Reports from Kabul say Afghan security forces have detained four teachers and raided a school allegedly linked to a U.S.-based cleric Ankara blames for orchestrating a failed coup last year.
Security forces detained one Afghan and three Turkish teachers while they were on their way to a girls high school in the morning of December 12, said Human Erdogan, the chairman of Afghan Turk CAG Educational NGO (ATCE), the organization that runs the school.
Officials who presented themselves as members of Afghanistan's intelligence agency -- the National Directorate of Security -- later went to the school looking for another teacher, Erdogan added.
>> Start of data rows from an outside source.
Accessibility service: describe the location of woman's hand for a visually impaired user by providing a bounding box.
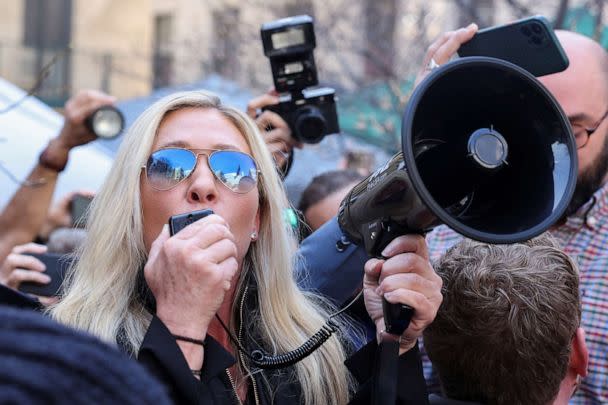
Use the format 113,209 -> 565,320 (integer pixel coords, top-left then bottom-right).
247,90 -> 303,169
363,235 -> 443,354
0,243 -> 57,305
416,23 -> 478,86
144,215 -> 238,339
Afghan officials have not immediately commented on the detentions or the raid, which sparked furor among students and their parents who claimed that the security forces entered the girls dormitory.
The moves came as Afghan President Ashraf Ghani was on his way to Istanbul to attend a meeting of the Organization of Islamic Cooperation.
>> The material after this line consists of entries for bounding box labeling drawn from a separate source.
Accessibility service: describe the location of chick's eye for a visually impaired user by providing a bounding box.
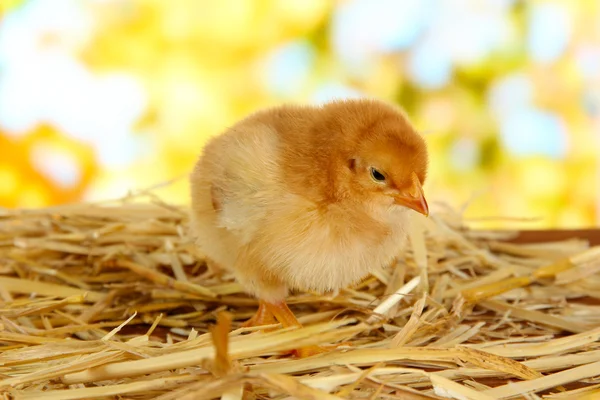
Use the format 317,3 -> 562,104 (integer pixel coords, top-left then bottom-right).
371,168 -> 385,183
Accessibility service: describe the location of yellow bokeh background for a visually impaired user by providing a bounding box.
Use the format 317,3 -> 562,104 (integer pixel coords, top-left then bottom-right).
0,0 -> 600,228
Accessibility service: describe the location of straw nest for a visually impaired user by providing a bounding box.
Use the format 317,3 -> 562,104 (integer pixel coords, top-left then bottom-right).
0,192 -> 600,400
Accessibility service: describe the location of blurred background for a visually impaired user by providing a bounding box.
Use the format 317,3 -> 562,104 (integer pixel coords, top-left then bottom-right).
0,0 -> 600,228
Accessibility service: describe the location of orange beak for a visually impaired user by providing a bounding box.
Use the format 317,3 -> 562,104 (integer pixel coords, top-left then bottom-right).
394,172 -> 429,216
ATCE, which says it is an independent organization, runs schools in several Afghan cities including the capital, Mazar-e Sharif, Kandahar, and Herat. It has been in Afghanistan since 1995.
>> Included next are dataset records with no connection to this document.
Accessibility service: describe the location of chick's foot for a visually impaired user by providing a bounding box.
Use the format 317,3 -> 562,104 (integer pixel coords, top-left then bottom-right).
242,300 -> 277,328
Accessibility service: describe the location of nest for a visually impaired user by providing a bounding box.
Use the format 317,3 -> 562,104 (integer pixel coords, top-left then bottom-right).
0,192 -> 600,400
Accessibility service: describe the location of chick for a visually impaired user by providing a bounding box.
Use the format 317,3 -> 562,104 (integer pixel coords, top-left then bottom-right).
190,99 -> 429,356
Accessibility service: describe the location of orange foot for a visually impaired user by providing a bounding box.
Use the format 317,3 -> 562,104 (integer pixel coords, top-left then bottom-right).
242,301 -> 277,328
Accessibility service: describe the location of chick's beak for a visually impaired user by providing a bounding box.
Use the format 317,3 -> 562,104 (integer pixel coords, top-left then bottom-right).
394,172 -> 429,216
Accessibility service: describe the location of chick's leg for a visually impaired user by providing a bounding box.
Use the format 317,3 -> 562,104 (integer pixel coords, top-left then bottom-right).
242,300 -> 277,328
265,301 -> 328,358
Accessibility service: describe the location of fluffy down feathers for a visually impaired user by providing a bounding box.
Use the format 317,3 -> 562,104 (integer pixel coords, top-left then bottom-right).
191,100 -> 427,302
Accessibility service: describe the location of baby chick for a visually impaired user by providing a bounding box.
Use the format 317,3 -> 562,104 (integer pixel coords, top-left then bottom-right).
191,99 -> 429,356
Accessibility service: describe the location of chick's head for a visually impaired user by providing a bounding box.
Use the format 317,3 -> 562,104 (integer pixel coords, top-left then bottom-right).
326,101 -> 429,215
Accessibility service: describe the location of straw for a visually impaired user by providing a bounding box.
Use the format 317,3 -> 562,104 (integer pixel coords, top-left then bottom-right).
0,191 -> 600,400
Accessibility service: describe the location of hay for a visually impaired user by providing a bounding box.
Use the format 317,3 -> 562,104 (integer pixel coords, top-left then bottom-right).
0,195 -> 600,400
Ankara says the organization is linked to Fethullah Gulen, the U.S.-based cleric the Turkish government blames for ordering a July 2016 attempted coup against President Recep Tayyip Erdogan.
Gulen denies involvement in the failed coup.
Turkey has pressured dozens of countries to clamp down on any groups linked with Gulen, whose religious and social movement operates around 2,000 educational institutions in about 160 countries.
In November 2016, Pakistani authorities deported dozens of Turkish teachers tied to the PakTurk chain of private schools following a visit by Erdogan.
And in October this year, Pakistan deported the Turkish former director of the PakTurk International Schools and Colleges along with his family, his former colleagues and a lawyer said.
Turkey said the organization was linked to Gulen. PakTurk denied that it had any affiliation with Gulen or his movement.